Depois, vieram as indicações para Diana Ross (O Ocaso de uma Estrela, 1972), Cicely Tyson (Lágrimas de Esperança, 1972), Diahann Carroll (Claudine, 1974), Whoopi Goldberg (A Cor Púrpura, 1985) e Angela Bassett (Tina: A Verdadeira História de Tina Turner, 1993). À época, a vitória de Halle Berry foi considerada um divisor de águas. Mas, nos 20 anos seguintes, nenhuma outra atriz negra ganhou o Oscar — nesse mesmo período, houve três estatuetas de melhor ator para negros: Jamie Foxx (Ray, em 2005), Forest Whitaker (O Último Rei da Escócia, em 2007) e Will Smith (King Richard: Criando Campeãs, em 2022).
— Aquilo não abriu portas. O fato de não haver ninguém do meu lado é de partir o coração — disse Berry, 55 anos, em entrevista ao jornal The New York Times em março.

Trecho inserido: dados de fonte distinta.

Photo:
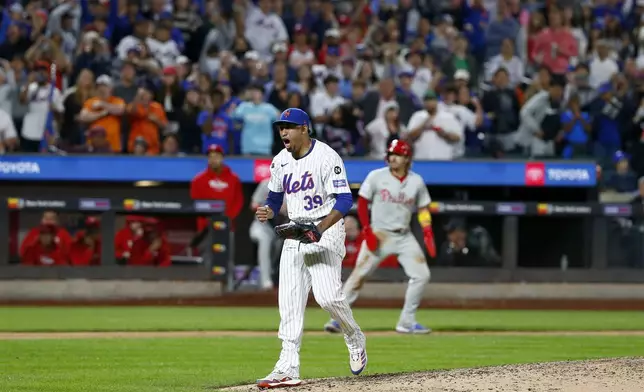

As estatísticas do Oscar expõem em números a desigualdade e, por consequência, ajudam a explicar por que a façanha não se repetiu. De 2003 a 2022, houve 100 indicações na categoria de melhor atriz. Apenas sete foram para artistas negras: Gabourey Sidibe (Preciosa, em 2010), Viola Davis (Histórias Cruzadas, 2012), Quevenzhané Wallis (Indomável Sonhadora, 2013), Ruth Negga (Loving, 2017), Cynthia Erivo (Harriet, 2020), Andra Day (Estados Unidos vs Billie Holiday, 2021) e de novo Viola Davis (A Voz Suprema do Blues, 2021).
O Oscar tampouco foi um divisor de águas na carreira de Halle Berry. Por um lado, ela teve alguns sucessos comerciais, como a mutante Tempestade nos filmes da franquia X-Men, a espiã Jinx em 007: Um Novo Dia para Morrer (2002) e a Sofia de John Wick 3: Parabellum (2019), com seus cachorros supertreinados. Por outro, nunca mais disputou a estatueta e até "ganhou" um Framboesa de Ouro pelo fiasco Mulher-Gato (2004). Demonstrando fibra, a estrela tornou-se a primeira atriz a receber pessoalmente o troféu de galhofa criado por um jornalista de Hollywood.
Recentemente, ela voltou aos holofotes ao estrear como diretora. Em Ferida (Bruised, 2020, disponível na Netflix), Berry, de certa forma, espelha os altos e baixos de sua própria trajetória. Além de trabalhar atrás das câmeras, ela também faz o papel principal, o de Jackie Justice, uma decadente ex-lutadora de MMA que recebe sua última chance de voltar aos ringues e recuperar a carreira.